Alors que je reprenais conscience dans un silence total et une profonde obscurité, je me suis retrouvée prise au piège du bâtiment qui s’était effondré sur moi. J’ai commencé à entendre les cris faibles de mes camarades de classe : «Maman, aide-moi. Dieu, aide-moi.» Alors que je sortais en rampant, les ruines étaient en feu. La plupart de mes camarades de classe ont été brûlés vifs. J’ai vu tout autour de moi une dévastation totale, inimaginable.
Des processions de figures fantomatiques se sont mises à défiler. Des personnes grotesquement blessées saignaient, brûlées, noires et enflées. Des parties de leurs corps avaient disparu. Leur chair et leur peau pendaient, laissant leurs os à. vif. Certains tenaient leurs yeux dans leurs mains. D’autres, le ventre ouvert, les intestins pendants. La puanteur nauséabonde de la chair humaine brûlée remplissait l’air.
Chaque fois que je me souviens d’Hiroshima, la première image qui me vient à l’esprit est celle d’Eiji, mon neveu de 4 ans. Son petit corps a été transformé en un morceau de chair fondue méconnaissable. Il n’a cessé de mendier de l’eau, d’une voix faible, jusqu’à ce que la mort le libère de son agonie.
Ainsi, avec une bombe atomique, ma ville bien-aimée a été anéantie. La plupart de ses habitants étaient des civils – parmi eux, des membres de ma propre famille et 351 de mes camarades de classe – qui ont été incinérés, vaporisés, carbonisés. Dans les semaines, les mois et les années qui ont suivi, des milliers d’autres personnes sont mortes, souvent de façon aléatoire et mystérieuse, des effets à retardement des radiations. Aujourd’hui encore, les radiations tuent des survivants.
Monsieur le président Macron, vous voulez maintenir et moderniser des centaines de ces armes inhumaines, instruments de génocide, qui menacent d’indicibles souffrances tous les êtres vivants ? Il est profondément naïf de croire que le monde peut conserver indéfiniment des armes nucléaires sans qu’elles ne soient à nouveau utilisées. Toute utilisation d’arme nucléaire serait contraire aux règles et aux principes du droit international humanitaire. En perpétuant le mythe de la dissuasion, en en faisant un élément central de la politique de défense de la France, en investissant massivement dans ces armes (à hauteur de 37 milliards pour les cinq prochaines années), vous mettez en péril la sécurité européenne ; vous mettez en péril la sécurité mondiale. Soyez réaliste.
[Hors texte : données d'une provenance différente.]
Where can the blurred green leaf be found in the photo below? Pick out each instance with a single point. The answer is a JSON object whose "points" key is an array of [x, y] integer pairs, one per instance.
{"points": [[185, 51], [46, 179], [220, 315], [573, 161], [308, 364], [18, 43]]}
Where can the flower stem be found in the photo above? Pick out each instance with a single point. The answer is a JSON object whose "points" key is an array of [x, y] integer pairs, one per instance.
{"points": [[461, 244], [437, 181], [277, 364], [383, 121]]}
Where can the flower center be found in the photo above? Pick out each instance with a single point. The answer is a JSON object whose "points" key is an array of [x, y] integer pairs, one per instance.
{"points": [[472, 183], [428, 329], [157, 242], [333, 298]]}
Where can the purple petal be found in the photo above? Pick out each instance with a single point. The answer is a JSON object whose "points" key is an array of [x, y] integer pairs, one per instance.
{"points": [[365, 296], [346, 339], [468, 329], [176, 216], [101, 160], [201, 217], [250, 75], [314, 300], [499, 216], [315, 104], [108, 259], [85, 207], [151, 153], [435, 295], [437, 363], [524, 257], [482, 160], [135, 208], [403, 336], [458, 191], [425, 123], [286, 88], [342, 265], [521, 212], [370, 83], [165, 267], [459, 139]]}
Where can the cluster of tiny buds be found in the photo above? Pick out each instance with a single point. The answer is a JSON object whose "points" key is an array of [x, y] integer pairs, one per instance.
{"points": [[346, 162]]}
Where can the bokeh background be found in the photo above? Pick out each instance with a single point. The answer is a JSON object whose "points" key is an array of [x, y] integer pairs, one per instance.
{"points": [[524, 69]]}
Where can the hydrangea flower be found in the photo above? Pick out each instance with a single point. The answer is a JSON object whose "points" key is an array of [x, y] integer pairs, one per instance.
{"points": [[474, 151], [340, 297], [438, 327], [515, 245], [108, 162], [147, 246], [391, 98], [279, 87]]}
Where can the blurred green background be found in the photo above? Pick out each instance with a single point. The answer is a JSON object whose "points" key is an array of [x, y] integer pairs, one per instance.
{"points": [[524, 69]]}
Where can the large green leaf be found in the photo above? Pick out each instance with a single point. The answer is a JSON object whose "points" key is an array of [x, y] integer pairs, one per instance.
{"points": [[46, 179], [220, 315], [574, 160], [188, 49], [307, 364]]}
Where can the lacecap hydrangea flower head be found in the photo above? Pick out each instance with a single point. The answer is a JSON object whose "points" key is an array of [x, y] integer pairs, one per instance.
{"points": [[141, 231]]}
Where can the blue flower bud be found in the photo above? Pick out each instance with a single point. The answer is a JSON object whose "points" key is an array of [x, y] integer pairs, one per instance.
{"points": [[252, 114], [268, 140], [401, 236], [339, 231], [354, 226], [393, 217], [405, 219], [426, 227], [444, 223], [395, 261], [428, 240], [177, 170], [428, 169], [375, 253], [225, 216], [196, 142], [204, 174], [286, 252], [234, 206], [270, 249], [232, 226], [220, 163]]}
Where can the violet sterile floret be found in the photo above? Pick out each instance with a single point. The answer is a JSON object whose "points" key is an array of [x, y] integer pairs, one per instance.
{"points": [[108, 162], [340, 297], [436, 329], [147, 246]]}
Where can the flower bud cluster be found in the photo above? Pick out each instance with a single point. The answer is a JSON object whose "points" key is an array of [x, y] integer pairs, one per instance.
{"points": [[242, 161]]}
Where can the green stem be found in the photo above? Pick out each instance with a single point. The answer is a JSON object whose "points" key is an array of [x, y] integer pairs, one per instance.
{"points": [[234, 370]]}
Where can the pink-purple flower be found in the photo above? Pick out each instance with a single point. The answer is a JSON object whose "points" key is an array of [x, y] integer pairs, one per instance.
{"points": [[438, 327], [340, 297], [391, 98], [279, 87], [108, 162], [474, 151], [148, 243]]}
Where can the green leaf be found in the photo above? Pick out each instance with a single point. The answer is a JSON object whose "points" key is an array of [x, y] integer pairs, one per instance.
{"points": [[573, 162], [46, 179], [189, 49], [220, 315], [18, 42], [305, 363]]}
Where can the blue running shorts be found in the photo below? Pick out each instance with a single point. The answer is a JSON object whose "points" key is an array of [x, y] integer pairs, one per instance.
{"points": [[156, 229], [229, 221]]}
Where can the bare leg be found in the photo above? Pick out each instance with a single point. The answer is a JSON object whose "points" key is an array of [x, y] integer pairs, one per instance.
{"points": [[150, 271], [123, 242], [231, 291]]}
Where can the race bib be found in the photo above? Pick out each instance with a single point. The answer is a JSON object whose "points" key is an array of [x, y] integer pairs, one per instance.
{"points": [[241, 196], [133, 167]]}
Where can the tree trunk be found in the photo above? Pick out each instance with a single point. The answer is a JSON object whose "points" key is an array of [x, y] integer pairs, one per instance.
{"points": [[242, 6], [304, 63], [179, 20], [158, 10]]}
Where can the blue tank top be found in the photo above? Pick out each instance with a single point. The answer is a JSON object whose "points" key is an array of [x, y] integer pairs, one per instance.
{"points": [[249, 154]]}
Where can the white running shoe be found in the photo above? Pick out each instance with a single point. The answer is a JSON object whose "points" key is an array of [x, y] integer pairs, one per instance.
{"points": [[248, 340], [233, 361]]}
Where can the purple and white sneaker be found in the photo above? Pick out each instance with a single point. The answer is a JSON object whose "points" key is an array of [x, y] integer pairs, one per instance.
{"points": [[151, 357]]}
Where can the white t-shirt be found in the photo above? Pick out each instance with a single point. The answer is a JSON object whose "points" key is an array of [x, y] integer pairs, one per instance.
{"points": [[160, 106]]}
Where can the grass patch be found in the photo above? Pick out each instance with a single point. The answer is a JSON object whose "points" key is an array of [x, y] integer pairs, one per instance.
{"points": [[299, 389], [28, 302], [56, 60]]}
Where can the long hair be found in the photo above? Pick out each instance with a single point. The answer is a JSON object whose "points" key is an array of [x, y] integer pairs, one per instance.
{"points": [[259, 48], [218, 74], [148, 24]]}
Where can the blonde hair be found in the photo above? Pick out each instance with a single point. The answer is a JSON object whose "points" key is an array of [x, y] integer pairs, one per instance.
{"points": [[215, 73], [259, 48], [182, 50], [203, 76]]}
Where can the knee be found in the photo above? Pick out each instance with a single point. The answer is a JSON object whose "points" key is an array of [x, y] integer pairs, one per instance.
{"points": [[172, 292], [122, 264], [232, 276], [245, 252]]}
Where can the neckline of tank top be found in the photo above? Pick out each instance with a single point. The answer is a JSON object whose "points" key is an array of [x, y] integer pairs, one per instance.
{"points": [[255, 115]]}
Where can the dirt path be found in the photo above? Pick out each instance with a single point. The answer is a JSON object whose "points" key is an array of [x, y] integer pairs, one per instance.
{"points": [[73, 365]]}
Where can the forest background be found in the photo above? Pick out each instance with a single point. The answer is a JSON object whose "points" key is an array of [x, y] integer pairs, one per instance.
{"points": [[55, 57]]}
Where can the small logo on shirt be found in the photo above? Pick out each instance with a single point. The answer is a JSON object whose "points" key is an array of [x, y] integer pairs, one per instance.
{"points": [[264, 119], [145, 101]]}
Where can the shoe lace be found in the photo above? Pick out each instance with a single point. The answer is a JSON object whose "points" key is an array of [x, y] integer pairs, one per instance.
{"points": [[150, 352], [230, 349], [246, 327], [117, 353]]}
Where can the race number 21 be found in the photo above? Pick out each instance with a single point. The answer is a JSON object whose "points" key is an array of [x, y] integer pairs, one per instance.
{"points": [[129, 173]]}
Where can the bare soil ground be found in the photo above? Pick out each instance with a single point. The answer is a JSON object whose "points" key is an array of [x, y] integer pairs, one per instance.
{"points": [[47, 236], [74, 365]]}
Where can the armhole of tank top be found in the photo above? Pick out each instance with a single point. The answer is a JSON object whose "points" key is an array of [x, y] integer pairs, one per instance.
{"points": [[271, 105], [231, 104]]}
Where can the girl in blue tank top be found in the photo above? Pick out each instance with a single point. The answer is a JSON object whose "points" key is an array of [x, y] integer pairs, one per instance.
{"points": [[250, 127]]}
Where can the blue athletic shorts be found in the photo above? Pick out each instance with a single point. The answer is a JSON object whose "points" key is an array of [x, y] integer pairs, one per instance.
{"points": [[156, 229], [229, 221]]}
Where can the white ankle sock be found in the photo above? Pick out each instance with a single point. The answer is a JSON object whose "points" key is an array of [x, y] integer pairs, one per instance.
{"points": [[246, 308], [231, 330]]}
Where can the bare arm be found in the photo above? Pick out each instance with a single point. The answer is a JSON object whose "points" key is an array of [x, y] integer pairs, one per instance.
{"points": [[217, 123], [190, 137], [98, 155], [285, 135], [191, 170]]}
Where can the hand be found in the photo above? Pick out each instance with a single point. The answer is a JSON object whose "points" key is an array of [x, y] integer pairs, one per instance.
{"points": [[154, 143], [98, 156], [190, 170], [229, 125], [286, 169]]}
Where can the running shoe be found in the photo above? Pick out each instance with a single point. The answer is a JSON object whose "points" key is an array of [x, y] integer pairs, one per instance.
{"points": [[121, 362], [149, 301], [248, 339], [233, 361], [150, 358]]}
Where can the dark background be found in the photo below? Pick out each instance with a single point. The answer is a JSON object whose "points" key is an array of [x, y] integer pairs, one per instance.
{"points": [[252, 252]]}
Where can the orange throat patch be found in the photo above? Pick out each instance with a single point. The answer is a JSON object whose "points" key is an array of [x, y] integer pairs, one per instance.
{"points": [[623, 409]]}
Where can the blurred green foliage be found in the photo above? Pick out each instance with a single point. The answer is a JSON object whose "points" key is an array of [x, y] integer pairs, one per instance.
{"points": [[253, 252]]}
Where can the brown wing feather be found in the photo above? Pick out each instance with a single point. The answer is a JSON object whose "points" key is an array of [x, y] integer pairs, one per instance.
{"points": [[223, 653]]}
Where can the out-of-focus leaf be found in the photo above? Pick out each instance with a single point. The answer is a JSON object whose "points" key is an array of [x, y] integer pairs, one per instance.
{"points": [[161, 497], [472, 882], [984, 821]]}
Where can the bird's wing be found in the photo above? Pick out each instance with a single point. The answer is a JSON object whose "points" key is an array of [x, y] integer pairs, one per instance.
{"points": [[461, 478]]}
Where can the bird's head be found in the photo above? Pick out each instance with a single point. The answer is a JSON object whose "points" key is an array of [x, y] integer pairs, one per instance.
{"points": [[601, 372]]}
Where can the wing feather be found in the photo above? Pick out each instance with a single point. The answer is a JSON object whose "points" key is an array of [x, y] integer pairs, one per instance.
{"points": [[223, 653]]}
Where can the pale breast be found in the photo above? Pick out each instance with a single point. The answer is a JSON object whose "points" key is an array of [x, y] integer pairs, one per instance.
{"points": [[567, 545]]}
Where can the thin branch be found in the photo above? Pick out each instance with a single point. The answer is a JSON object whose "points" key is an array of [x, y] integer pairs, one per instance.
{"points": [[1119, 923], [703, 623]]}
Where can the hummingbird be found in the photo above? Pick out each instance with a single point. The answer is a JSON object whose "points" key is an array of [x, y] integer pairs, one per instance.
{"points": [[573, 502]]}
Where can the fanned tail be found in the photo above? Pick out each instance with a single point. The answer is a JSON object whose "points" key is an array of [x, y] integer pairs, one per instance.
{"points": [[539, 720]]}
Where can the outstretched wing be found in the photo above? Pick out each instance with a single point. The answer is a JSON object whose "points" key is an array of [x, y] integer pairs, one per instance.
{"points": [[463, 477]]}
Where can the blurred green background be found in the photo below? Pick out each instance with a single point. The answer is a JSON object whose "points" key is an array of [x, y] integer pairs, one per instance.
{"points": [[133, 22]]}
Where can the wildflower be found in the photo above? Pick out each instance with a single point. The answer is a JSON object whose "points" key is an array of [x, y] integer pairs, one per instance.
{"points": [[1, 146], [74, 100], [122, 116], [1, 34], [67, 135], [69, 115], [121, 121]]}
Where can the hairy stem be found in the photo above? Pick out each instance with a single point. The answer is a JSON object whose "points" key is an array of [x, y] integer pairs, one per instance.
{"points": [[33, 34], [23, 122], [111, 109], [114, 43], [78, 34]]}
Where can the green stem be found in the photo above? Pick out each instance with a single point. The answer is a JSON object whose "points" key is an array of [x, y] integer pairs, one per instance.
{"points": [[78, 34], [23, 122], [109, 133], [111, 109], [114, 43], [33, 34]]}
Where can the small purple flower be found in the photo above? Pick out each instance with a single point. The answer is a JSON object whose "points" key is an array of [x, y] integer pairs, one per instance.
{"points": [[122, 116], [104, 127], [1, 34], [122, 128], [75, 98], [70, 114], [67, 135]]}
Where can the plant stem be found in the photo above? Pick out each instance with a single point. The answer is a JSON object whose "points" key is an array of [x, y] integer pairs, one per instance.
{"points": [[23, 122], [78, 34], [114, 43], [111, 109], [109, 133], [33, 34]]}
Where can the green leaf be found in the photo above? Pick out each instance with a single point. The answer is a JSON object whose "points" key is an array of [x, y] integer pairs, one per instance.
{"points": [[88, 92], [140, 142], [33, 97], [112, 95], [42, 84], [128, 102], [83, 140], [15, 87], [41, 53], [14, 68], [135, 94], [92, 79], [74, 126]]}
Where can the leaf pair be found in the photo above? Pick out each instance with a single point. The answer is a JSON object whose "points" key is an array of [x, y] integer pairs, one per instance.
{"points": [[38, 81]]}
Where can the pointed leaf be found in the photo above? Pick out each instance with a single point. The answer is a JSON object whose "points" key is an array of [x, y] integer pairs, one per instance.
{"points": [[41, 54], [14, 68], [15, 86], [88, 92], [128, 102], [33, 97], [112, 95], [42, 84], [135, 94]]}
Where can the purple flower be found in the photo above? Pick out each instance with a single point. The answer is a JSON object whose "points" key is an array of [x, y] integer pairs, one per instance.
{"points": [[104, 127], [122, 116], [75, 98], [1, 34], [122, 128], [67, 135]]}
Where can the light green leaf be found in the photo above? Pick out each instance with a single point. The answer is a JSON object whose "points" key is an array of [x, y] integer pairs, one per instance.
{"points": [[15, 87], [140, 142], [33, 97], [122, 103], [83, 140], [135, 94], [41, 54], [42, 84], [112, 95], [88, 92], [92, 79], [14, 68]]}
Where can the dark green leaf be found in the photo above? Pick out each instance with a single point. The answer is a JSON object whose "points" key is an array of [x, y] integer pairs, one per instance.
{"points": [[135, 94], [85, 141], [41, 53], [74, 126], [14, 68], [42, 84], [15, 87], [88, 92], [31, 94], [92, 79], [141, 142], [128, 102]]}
Chère France, vous pouvez faire un autre choix.
En 2017, j’ai accepté le prix Nobel de la paix au nom de la Campagne internationale pour abolir les armes nucléaires – distinction obtenue pour le travail que nous avons accompli avec l’adoption de la première interdiction juridique internationale des armes nucléaires, le Traité sur l’interdiction des armes nucléaires. A ce jour, 35 Etats ont ratifié ce traité et 81 l’ont signé.
Près de 20 villes françaises, dont Paris et Grenoble, ainsi que des dizaines d’élus français appellent la France à adhérer à ce traité et à s’engager sur la voie d’un monde sans armes nucléaires. La jeunesse française, cette nouvelle génération, a compris la menace inacceptable que représentent les armes nucléaires pour l’humanité. Selon un sondage publié en janvier par le Comité international de la Croix-Rouge, 81% des «milléniaux» pensent que l’utilisation des armes nucléaires n’est jamais acceptable. Et la semaine prochaine, des centaines d’étudiants et des militants se réuniront à Paris pour une conférence sur l’abolition des armes nucléaires.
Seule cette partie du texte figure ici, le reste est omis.